Global Macro/Metals: The nature of the current economic crisis, caused by a self imposed shutdown of sectors of the economy, is having a very unanticipated impact on financial markets. The price action seen in April, with negative oil prices and the sharp equity market rebound, has defied economists’ models and portfolio managers’ risk assumptions. Precious metals and in particular gold are unique in the commodity space where they are being priced in anticipation of future value (similar to equities) and hence driven by monetary policies and flows more than other commodities where a sharp drop of demand will impact price until supply is adjusted. Flows have been channelled through risky asset classes at the expense of safer assets, gold prices were quite sustained (+6%) given a long liquidation outflow of more than 2.5bn by money managers showing some long term interest. In base metals, supply should recover quicker than demand. The Chinese ‘infra rush’ with the government focus on infrastructure stimulus post-lock down will benefit certain metals, in particular copper, nickel and zinc (all 3 up around 5% in April).
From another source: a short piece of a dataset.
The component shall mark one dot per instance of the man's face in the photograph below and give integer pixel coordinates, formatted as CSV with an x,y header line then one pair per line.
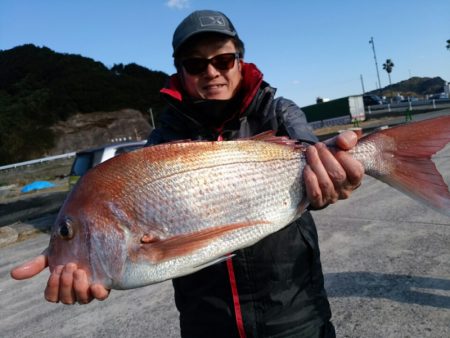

Energy: On the 20th April, the May WTI contract closed at minus US37.6/bbl, in negative territory for the first time ever on its last day of trading due to the physically backed nature of the contract at a delivery point (cushing) seeing unprecedented oil surplus and storage capacity constraints at a speed where the industry did not have time to adapt. Since then, supplies have started to decline very quickly, the last weekly inventory number in crude oil was within one standard deviation from the seasonal average. Refining margin being excellent, we see that the storage is also shifting to gasoline and distillates. Creative storage from boats to rail cars is also created given the high incentive to do so (the sharp contango could not be expected to last). Nevertheless, supply and demand balance is not yet reached, with the cost of shutting down production overweighting the benefit of producing at a loss. With global demand cuts circa 23 miob/d in mid-April (its worst), demand is expected to improve over the next few weeks (with the release of the lockdowns) and could reach the current supply cuts of 12.5 Mio b/d in June or early July depending on the pace of the reopening of the economy. The clearing of the accumulated inventory will take time with a lot of uncertainty, particularly if supply cuts are not followed or if some US producers with low marginal cost decide to pump again. April 2020 is likely to remain the month where crude oil experienced the largest swings in its history.
Agriculture: Weak ethanol and feed demand is weighing on corn prices and is coming in a situation where, even with lower corn acreage, grains could go lower in price. The livestock markets saw several high profile food processors shut down due to viral contagion among employees (lean hogs down 6% in April, live cattle down 7%).
Volatility: Volatility tends to be down overall in April although we remain in a high volatility regime. Government stimulus packages and potential lift of lockdown in various places seem to have brought back some optimism. The sharpest volatility decline was in the equity sector which has had a tendency to lead throughout the crisis. The VIX is down from 53.54% to 34.15% while the VSTOXX is down from 48.59% to 33.91%. The increased optimism also supported a decline of volatility in the precious metal complex, with implied volatility for gold down from 24% to 20% and for silver down from 42% to 31%, each about 60% down from their March peaks. Crude volatility also appears to have peaked for the time being, barely down on the month from 165% to 164%, but way down from its mid-April peak of 344%. It remains however astonishingly high, due to concerns over oversupply and storage limitation. In contrast, volatility is slightly up in the agricultural sector with implied volatility for corn up from 23% to 27% and for soybean from 16% to 17%, with a steady underlying price decline since the beginning of the coronavirus crisis.